Após uma reunião realizada na semana passada com a APSS, o dirigente da APECATE José Saleiro admitiu, no entanto, que a administração portuária disse não haver qualquer compromisso formal previamente assumido com o Clube Naval de Sesimbra para a atribuição de postos de amarração.

“O que a APSS nos disse, de facto, é que está a procurar uma solução, que não vai descurar a marítimo- turística de forma nenhuma, que compreende o peso e a importância que nós temos enquanto setor de desenvolvimento económico e estratégico para o concelho dentro do porto de Sesimbra, e que isso não será descurado”, acrescentou.

Segundo José Saleiro, para a APECATE é essencial haver uma clarificação do uso da área em causa “para garantir estabilidade ao setor, melhorar as condições de operação e permitir investimentos em embarcações e infraestruturas, incluindo soluções como pontões e ‘fingers’ (plataformas flutuantes estreitas, perpendiculares ao passadiço principal de uma marina, que se assemelham a dedos, daí o nome em inglês), que servem para facilitar o acesso às embarcações e aumentar significativamente a capacidade de acostagem.

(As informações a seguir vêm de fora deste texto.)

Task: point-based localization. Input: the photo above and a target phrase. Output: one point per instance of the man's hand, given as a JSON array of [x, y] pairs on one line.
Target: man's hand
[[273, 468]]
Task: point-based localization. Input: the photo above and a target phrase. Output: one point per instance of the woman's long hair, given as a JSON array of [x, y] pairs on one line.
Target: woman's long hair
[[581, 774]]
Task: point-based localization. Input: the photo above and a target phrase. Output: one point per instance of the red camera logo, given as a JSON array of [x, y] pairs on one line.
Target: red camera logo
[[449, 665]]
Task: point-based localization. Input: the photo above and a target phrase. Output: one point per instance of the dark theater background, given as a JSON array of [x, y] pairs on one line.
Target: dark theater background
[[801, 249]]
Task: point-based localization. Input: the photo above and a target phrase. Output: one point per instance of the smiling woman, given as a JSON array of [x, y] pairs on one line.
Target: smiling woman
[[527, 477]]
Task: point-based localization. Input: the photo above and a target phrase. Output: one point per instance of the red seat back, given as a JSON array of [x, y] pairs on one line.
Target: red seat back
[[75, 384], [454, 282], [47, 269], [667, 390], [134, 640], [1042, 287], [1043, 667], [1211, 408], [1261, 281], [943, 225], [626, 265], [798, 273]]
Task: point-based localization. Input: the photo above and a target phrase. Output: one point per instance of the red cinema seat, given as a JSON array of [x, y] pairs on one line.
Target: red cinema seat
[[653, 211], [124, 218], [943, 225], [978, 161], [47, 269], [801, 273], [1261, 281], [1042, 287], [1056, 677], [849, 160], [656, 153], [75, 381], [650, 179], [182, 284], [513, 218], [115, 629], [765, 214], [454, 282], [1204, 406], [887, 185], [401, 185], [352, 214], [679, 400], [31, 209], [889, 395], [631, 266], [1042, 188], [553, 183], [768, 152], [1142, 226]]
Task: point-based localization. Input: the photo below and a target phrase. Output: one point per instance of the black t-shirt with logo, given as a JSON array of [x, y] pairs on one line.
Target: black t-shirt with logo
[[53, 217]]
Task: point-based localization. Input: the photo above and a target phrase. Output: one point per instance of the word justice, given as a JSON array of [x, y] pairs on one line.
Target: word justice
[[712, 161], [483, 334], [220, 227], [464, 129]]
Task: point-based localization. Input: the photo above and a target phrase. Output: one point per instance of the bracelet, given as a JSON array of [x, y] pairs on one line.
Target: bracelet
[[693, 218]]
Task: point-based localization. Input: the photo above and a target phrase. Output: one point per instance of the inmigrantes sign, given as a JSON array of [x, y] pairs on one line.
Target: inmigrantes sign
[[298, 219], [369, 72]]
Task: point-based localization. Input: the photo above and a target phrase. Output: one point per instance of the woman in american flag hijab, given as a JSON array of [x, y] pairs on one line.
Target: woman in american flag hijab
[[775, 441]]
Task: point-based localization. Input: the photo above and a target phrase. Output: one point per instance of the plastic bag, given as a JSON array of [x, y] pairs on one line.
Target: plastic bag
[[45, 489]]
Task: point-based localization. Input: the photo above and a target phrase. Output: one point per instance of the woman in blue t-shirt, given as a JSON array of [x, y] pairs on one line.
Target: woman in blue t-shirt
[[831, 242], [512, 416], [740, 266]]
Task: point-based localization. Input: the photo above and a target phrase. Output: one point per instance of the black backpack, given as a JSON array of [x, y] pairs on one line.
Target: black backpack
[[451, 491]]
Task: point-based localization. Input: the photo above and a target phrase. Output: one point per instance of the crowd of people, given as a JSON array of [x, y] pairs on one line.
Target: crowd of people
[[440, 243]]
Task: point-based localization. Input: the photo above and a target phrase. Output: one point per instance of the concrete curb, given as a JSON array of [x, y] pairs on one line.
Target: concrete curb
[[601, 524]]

Sem essa definição, alertou, a atividade marítimo-turística continuará a funcionar de forma “informal e precária”, com impactos na qualidade do serviço, na competitividade e na capacidade de reduzir a sazonalidade do turismo na região.

Dados disponibilizados pela associação indicam que no período de verão o setor regista um “fluxo superior a 40.000 participantes por mês, gerando receitas que ultrapassam os seis milhões de euros mensais, com reflexos em toda a cadeia de valor do turismo”.

A agência Lusa tentou também ouvir já na semana passada o Clube Naval de Sesimbra, mas não foi possível.